Dehors, j’ai une drôle de sensation. La rue me semble inhabituelle, comme… moins encombrée… un peu plus calme. Pourtant, ce n’est pas la période des vacances scolaires où les gens prennent la clé des champs avec leurs enfants. Bof, je ne comprendrais jamais rien aux habitudes des citadins. Je décide de rentrer à pied. C’est tellement rare de voir des trottoirs aussi dégagés.

En cours de chemin, je pense à mon ami Ba Jalloul. L’envie me prend de lui rendre visite à son café habituel. Il y a longtemps que nous ne nous sommes pas vus. Cela me changera les idées. J’apprendrai sûrement des choses nouvelles. Sur la politique, ou les affaires, peu importe. Ba Jalloul a ce chic de vous parler de ce qui parvient rarement aux rédactions des journaux.
J’approche du café. J’aperçois un spectacle inhabituel.

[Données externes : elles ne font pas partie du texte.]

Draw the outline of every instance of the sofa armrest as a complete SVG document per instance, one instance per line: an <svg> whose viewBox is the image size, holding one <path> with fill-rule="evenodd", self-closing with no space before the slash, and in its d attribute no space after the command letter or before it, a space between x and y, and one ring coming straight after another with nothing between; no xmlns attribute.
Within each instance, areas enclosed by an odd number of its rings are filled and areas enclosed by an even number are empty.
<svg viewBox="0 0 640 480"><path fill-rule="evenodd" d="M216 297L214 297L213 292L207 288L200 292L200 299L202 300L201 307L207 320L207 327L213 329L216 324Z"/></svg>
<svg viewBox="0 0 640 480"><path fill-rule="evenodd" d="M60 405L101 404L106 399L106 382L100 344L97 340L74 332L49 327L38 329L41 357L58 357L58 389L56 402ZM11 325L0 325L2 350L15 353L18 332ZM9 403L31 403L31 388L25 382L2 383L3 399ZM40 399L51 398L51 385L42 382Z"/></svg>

Les chaises et les tables occupent la totalité du trottoir. Toutes orientées dans le même sens, vers l’intérieur de l’établissement. Le dos tourné à la rue, leurs occupants sont scotchés à un écran de télévision. Comme s’ils étaient dans une salle de spectacle. Soudain, ils se lèvent tous comme un seul homme. Leur clameur ébranle le quartier. Des jurons pleuvent sur le bougre qui a raté son tir si près du but.

Je parviens au café. Je cherche Ba Jalloul des yeux. J’ai du mal à le repérer. L’endroit est bondé. Les tables serrées. Les clients, un œil sur l’écran, les mains tournoyant dans l’air, sont lancés dans des discussions enflammées et des analyses savantes sur les choix des sélectionneurs, la magie du dribble de tel joueur, la bêtise de la passe de tel autre, l’incompétence manifeste de l’arbitre. Bref, ils sont dans un monde à part.

Je finis par apercevoir Ba Jalloul. Curieusement, il ne regarde pas la télévision. Il est plongé dans son journal. Il est là, mais sans être là. Il est dans son univers, indifférent à celui qui l’entoure.
Je renonce à le voir, incapable de me frayer un chemin jusqu’à lui. Je poursuis ma marche vers chez moi. Je comprends maintenant pourquoi les rues sont si calmes. À part une clameur qui vient de nouveau de s’élever du café de Ba Jalloul.

J’arrive chez moi. Au moment où je sors la clé pour ouvrir la porte de la maison, je reçois un sms.
«Désolé, je viens de voir votre appel en absence. Je regardais le match».
Je comprends que le match s’est enfin terminé ! Mon collaborateur vient de revenir sur terre. Les enfants vont bientôt rentrer à la maison. Mon ami Hamid me rappellera sûrement pour fixer un autre rendez-vous. Je reverrai Ba Jalloul une autre fois.

La vie reprend ses droits. Jusqu’au prochain match. Jusqu’à la fin de la Coupe du monde.